W 1994 r. Papież wyraził słowami ojca Maksymiliana aktualność oraz potrzebę dalszego propagowania maryjnego przesłania: „Oto otwiera się druga karta naszej historii, mianowicie... wprowadzić Niepokalaną do serc ludzkich, aby Ona wystawiła w nich tron Swemu Synowi i doprowadziła je do Jego poznania, zapalając je miłością ku Jego Najświętszemu Sercu”. Dla Ojca Świętego Maksymilian Maria Kolbe jawi się w tym kontekście jako „prorok i znak nowych czasów, czasów cywilizacji miłości”, który trzeba nam „(...) brać w polskie życie (...) [i dzięki niemu] budować przyszłość człowieka, rodziny, narodu”. Wydaje się więc, że rzetelna ocena dzieła Jana Pawła nie może pominąć zasadniczego rysu, jakim jest maryjność Papieża, wyrażająca bogactwo maryjności polskiego katolicyzmu. Wydaje się również, iż w głębszym rozumieniu czasy pontyfikatu można odczytywać jako potwierdzenie pierwszorzędnej roli Maryi jako Matki Kościoła. Czy zatem ostatnie wydarzenia skupiające się wokół odejścia wybitnego Polaka nie są jakąś zapowiedzią „nowego czasu” w Kościele? Podczas ostatniej wizyty w Polsce Jan Paweł II modlił się tymi słowami:
Tobie oddaję wszystkie owoce
mego życia i posługi
Tobie zawierzam losy Kościoła
Tobie polecam mój naród
Tobie ufam
i Tobie raz jeszcze wyznaję:
Totus Tuus, Maria,
Totus Tuus
Amen.
Coraz częściej można się spotkać w mediach z określeniem „pokolenie Jana Pawła II”. Odnosi się ono do ludzi wychowanych na papieskiej nauce, pragnących życia według kryteriów cywilizacji miłości.
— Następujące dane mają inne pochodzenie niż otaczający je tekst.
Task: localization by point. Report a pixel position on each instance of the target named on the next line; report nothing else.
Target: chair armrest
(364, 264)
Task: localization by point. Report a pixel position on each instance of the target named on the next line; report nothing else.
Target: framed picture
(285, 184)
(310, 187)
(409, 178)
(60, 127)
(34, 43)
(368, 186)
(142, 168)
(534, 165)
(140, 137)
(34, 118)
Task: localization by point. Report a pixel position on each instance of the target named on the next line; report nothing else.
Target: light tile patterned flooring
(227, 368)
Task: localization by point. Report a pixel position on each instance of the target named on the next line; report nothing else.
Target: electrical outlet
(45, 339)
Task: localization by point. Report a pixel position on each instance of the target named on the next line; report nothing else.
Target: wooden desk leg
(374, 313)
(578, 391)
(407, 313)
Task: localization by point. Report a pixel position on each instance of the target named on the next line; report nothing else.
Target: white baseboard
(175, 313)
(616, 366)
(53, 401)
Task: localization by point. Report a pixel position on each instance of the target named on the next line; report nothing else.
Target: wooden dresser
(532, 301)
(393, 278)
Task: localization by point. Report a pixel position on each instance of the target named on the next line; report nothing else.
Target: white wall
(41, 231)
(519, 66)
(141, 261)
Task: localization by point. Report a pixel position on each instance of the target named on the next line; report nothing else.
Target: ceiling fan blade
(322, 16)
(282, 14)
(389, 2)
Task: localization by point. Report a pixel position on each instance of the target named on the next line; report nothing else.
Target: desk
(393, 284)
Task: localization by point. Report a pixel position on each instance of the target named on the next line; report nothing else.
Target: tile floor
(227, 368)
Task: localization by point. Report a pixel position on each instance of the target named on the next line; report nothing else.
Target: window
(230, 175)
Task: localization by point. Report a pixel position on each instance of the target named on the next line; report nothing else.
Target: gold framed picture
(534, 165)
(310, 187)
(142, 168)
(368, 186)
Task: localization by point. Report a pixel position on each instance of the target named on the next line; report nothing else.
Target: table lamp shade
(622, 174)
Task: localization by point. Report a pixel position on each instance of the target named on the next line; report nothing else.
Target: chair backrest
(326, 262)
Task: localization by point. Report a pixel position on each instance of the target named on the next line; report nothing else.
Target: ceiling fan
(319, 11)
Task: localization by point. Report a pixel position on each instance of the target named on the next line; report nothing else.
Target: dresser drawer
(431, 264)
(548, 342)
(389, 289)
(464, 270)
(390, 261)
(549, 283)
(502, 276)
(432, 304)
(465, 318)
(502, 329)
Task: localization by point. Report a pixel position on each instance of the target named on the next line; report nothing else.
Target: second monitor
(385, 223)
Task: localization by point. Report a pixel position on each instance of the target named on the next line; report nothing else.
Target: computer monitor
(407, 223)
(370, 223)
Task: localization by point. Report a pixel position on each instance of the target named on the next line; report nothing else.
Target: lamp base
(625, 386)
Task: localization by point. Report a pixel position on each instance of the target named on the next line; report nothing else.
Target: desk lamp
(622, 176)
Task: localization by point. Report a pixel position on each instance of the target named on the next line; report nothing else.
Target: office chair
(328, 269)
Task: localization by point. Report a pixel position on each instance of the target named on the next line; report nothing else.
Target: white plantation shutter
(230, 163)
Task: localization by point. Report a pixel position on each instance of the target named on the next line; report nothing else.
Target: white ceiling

Fundamentem jej jest nauka i życie Jezusa Chrystusa. Ideały ewangeliczne tworzą osnowę tak rozumianej metody organizacji życia społecznego. Istotnym wkładem polskiego Kościoła w budowanie cywilizacji miłości są dzieła Rycerzy Niepokalanej. Stąd narzuca się pytanie, czy głoszona przez Jana Pawła cywilizacja nie jest swoistą zapowiedzią przybliżającej się ery Niepokalanej.